Publié le 11 juin 2024 à 10:05
Maylo / Starface
Plus d'un mois après sa suspension d'antenne et après de nombreux rebondissements dans l'affaire, l'acolyte de Charline Vanhoenacker vient d'apprendre son licenciement.

Suspendu – pour la deuxième fois de la saison – depuis le début du mois de mai, le verdict lui a été communiqué par courrier : l’humoriste a été licencié. Son contrat connaît une "rupture anticipée pour faute grave", comme l’a annoncé ce dernier à l’AFP ce mardi 11 juin 2024. Le motif du licenciement ? Une "déloyauté répétée" lui est reprochée après avoir fait une deuxième fois sa blague polémique sur le Premier ministre israélien accusé de crimes de guerre, voire de génocide à Gaza.

Un entretien disciplinaire peu rassurant

"Une sorte de nazi, mais sans prépuce", voilà comment a été qualifié Benyamin Netayahou par Guillaume Meurice fin octobre (ce qui lui avait valu un avertissement et une mise en garde de Radio France par l’Arcom, ndlr) puis à nouveau à la fin du mois d’avril à l’antenne de France Inter, dans l’émission satirique hebdomadaire Le Grand dimanche soir, animée par Charline Vanhoenacker. Lors de son premier entretien disciplinaire à la mi-mai, la direction des ressources humaines l’avait accusé d’avoir manqué de loyauté envers la Maison de la Radio et de chercher à instrumentaliser l’antenne à des fins personnelles. Des accusations contestées par l’intéressé. Sa suspension avait été prolongée avec la  convocation d’ une commission discipline qui a eu lieu le 30 mai.

Une démission et un appel à la liberté d’expression

La suspension de Guillaume Meurice a suscité une véritable révolte au sein de France Inter.
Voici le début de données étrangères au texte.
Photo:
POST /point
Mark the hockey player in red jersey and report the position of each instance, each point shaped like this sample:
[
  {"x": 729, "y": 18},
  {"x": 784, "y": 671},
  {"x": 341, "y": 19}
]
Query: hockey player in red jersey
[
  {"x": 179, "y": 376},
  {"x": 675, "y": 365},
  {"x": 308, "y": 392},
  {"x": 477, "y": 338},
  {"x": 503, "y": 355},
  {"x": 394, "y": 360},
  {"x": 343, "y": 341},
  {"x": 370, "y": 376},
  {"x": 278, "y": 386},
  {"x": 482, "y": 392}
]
S’il s’est attiré les foudres de Sophia Aram, l’humoriste a été publiquement soutenu par ses collègues Charline Vanhoenacker, Waly Dia, Aymeric Lomperet et Djamil Le Schlag, qui a d’ailleurs démissionné de France Inter en direct en guise de protestation. De leurs côtés, les syndicats avaient pris la parole dans un communiqué. Les sociétés des journalistes (SDJ) et des producteurs (SDPI) estimaient que la suspension du l’humoriste était un "signe très inquiétant pour la liberté d’expression, valeur que défend Radio France".